The Future of Telemedicine
The use of telecommunications by physicians and medical facilities providing health care to their patients is known as telemedicine. It makes it possible for health care providers to be able take care of their patients in the home or other remote areas and gives caregivers the skill to transfer data. Telemedicine began with the start of the telephone and is used in various medical fields such as cardiology, oncology, and radiology. Telemedicine is considered a great benefit for both the patient and the economy, avoiding transportation costs to another facility when a specialist is needed.
Technology used in Telemedicine
The first type of telemedicine technology applications are called “store and forward” and is used for transferring digital images from different locations. A digital camera is used to take a picture by a healthcare professional which is stored and then forwarded by computer into another computer. This is used for situations that are not emergencies and the results are normally sent back 24-48 hours. Common uses of the “store and forward” technology is with teleradiology. This is when CT scans and MRIs can be forwarded from one place to another anywhere in the world. Many medical centers are changing over to this technology.
Another popular form of telemedicine is two-way, interactive television. This technology is used when the patient and healthcare provider gather together and connect to a medical specialist at another site. Videoconferencing equipment is used at both places allowing for a consultation to take place. Interactive television benefits most all areas of medicine. It allows healthcare providers to be able to look into ears and the activity of organs in the body. The clinical information transfers through the web.
Benefits of Telemedicine
Telemedicine benefits both the patient and healthcare provider by giving better access the patient and giving a quicker and correct diagnoses with convenience. Another benefit telemedicine provides is reducing healthcare cost and increasing efficiency through better management of diseases, staffing, shorter travel times, and less of a hospital stay.
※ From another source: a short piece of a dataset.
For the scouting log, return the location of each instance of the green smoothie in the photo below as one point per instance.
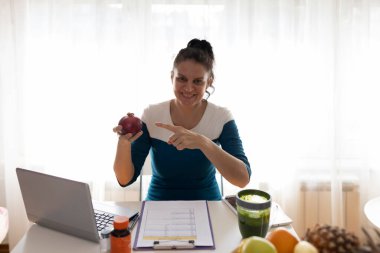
(253, 223)
(253, 208)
Telemedicine gives more independence to elderly allowing them to stay independent longer. Family members do not have to give 24 hour care to the patient, also giving the patient a better mental status by remaining independent.
The technology of telemedicine allows for patient records to be kept safe forever on an electronic format. The information is accessible to the healthcare providers and is updated each time a patient receives treatment. Patients spend less time at medical facilities by using telemedicine which streamline the process of patient care. Patients are more satisfied and feel more involved with their care and less nervous.
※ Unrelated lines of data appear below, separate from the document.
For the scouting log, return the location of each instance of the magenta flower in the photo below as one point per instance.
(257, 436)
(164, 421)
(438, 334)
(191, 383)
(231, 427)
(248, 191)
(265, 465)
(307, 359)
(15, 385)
Telecardiology is a process of ECG waves being transmitted with the guide of wireless and telephone. This process was first done in 1958 and ECG tracings were transmitted about 40,000 feet. There are various methods to send these waves, however the oldest system method came from Gwalior City of India in 1975. A telecardiology system enables wireless transmission of electrocardiograph from the home of a patient.
The ECG converts to sound waves along the frequencies which helps monitor patients with pacemakers. Telecardiology technology allows medical care in rural and remote areas. The benefits of telecardiology is being able to reach isolated communities and people in remote regions. The waves can travel wireless or though a telephone wire.
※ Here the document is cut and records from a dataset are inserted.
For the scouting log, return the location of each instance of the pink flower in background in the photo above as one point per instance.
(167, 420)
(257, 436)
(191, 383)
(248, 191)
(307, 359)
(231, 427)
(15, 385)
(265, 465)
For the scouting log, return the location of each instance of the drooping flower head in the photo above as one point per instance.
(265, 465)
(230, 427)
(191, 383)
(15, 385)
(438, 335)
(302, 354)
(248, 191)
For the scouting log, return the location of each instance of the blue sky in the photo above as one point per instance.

One of the most common applications of telemedicine is teledermatology. Telecommunication technologies are used exchanging the patients medical information using audio, data, and visual communication about their skin conditions and tumors of the skin. Teledermatology was first developed in 1995 by two dermatologist Perednia and Brown. It is practiced on two concepts, store and forward.
Dermatologists rely on diagnostic images for centuries. With the improvement of telecommunications and computer and the low-cost of digital cameras make teledermatology more valuable than ever. Not only is it useful in diagnosing a patient, it can be used a teaching method. Teledermatology is used among healthcare professionals needing a second opinion on a consult.
Teleradiology is the travel of radiological images from one place to another for medical purposes. It improves patient care and allows radiologists to give a service without being at the location of where the patient is. It allows for a trained medical professional to be available 24/7 for diagnosing versus a medical profession only available only at certain times of the day. A teleradiology network is performed using up-to-date technology and software and transmits the images to the radiologists to be interpreted.
In order for teleradiology to work, the image is scanned to the modem. After the image is sent to the modem, impulses are sent to the receiving station. The impulses are stored and converted back into the original image. The image is viewed by a radiologist who can diagnose the patients problem.